I wonder if they're eventually going to do that? What you say makes a lot of sense - although the problem is exacerbated this year by how fast the M3 Max is. It benefitted BOTH from a die shrink and a 50% increase in P-cores. In total, it's about 150% as fast as last year's M2 Max, which is typical for Max-to-Ultra of the same year. I'd imagine this double whammy that actually catches the previous year's Ultra (except in GPU performance) will be rather uncommon - maybe one year in four or five?
In a more typical year, when the overall performance upgrade on the Max is more like 10-15%, the previous year's Ultra will still be noticeably ahead, and even the Ultra from two years ago (assuming that neither of the two previous years was a huge year for the Max) will still be slightly faster.
Using Geekbench 6, simply because it's easy to search (I know it's not perfect) multicore:
M1 Max =~12000
M2 Max=~14500
"M3 Max" expected value (based on M1 Max and M2 Max) =~17000
M3 Max (the four extra P-cores make a big difference) =~21100
M1 Ultra =~18500
M2 Ultra =~21200
M3 Ultra expected value=~31650??? (150% of M3 Max - historically, the Ultra is almost exactly 150% as fast as a Max on GB6)
Were it not for the huge performance jump from M2 Max to M3 Max, the M1 Ultra would fall in between the expected speeds of an M3 Max and M4 Max. A 50% core jump is a VERY significant architectural update, especially coupled with a die shrink, and that temporarily upset the relationship between the Max and the Ultra (which will be restored when the M3 Ultra comes out).

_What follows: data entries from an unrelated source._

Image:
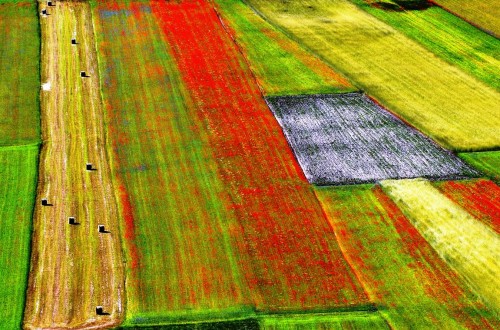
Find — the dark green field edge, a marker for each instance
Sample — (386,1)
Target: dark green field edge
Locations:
(447,36)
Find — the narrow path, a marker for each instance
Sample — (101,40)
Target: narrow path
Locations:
(74,268)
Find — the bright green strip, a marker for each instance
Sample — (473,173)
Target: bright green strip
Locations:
(448,37)
(487,162)
(18,177)
(455,109)
(467,245)
(281,66)
(401,273)
(20,74)
(483,13)
(324,321)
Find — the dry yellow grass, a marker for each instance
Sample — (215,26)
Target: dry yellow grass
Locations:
(466,244)
(73,267)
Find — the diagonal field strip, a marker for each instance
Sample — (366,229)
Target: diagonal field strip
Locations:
(73,267)
(466,244)
(453,108)
(347,139)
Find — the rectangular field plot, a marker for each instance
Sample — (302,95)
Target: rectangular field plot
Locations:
(402,273)
(18,168)
(347,139)
(447,104)
(19,73)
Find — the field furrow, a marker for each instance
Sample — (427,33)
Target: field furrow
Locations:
(466,244)
(403,275)
(74,268)
(286,249)
(432,95)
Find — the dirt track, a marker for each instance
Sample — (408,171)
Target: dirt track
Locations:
(74,268)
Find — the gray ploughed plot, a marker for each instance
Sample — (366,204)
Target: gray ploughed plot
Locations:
(349,139)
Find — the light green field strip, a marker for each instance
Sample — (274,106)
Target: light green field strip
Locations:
(18,176)
(324,321)
(19,73)
(467,245)
(487,162)
(455,109)
(281,66)
(448,37)
(483,13)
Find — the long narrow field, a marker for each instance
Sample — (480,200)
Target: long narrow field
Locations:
(480,198)
(487,162)
(74,268)
(18,169)
(281,66)
(287,251)
(348,139)
(448,37)
(483,13)
(402,273)
(434,96)
(19,68)
(467,245)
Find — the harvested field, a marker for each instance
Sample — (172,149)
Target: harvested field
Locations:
(447,37)
(432,95)
(487,162)
(19,68)
(482,13)
(18,167)
(74,268)
(403,275)
(281,66)
(480,198)
(347,139)
(467,245)
(287,252)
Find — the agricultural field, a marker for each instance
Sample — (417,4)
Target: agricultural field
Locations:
(482,13)
(74,268)
(399,73)
(365,142)
(248,164)
(446,36)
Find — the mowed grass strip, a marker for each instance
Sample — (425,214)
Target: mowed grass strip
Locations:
(482,13)
(18,174)
(74,268)
(20,73)
(488,162)
(180,262)
(406,279)
(437,98)
(448,37)
(286,249)
(467,245)
(281,66)
(480,198)
(348,138)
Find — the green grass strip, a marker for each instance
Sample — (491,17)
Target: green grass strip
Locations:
(448,37)
(18,177)
(20,73)
(282,67)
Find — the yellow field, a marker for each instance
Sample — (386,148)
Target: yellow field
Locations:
(73,267)
(466,244)
(483,13)
(431,94)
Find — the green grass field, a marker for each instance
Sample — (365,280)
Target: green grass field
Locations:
(20,73)
(447,37)
(434,96)
(18,176)
(483,13)
(281,66)
(488,162)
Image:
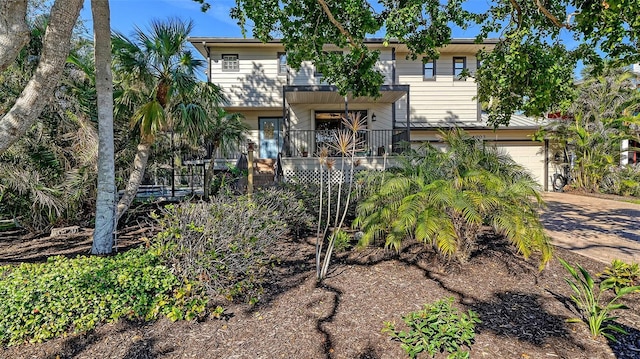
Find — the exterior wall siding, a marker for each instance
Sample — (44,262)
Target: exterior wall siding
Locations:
(444,100)
(256,84)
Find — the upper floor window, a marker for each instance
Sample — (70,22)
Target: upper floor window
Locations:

Of course, Apple playing their cards close to the vest doesn't help. Prior to the actual release of the M3 Max, no rumor had suggested that it might have extra P-cores and be unexpectedly faster than it "should be". The M3 almost exactly matched expectations, the M3 Pro slightly underperformed expectations (nobody suggested that it would trade in two P-cores for E-cores), and the M3 Max outperformed expectations. As little as two weeks prior to the introduction, nobody expected the M3 Max at all before next March .
Another possibility that will help is if they get an "Extreme" chip into the Mac Pro. That should be around 250% the speed of a same-year Max (with GPU performance well over 300%, since GPU cores scale better), assuming that it's a straight-up quadruple Max or double Ultra, and that should be faster than any lesser chip for a number of years, barring a complete architecture shift.
Even WITH a complete architecture shift (and a very successful one) in the mix, 250-300% is a lot. The M1 Max MacBook Pro is about 180% the speed of the final Late 2019. Intel MacBook Pro, the M2 Max is around 210%, and the M3 Max is about 315%. Desktops are similar - the M1 Ultra Mac Studio is about 180% the speed of the final Intel Mac Pro, the M2 Ultra is around 210%, and I'd expect the M3 Ultra to tuck right in at 315%.
Without an architecture shift, we don't have enough data for Apple Silicon to say how long it will take to get that kind of performance improvement, but for Intel Macs, it was roughly seven years - a Late 2019 16" final Intel MacBook Pro is about 270% the speed of a Mid 2012 MacBook Pro (the first Retina model). There was an "M3-type transition" in there two - the move from four to six, and finally eight cores. Five to seven years for a newer "Max" to catch an older "Extreme" is a pretty safe guess, with a minimum of four years in the case of a highly successful architecture shift.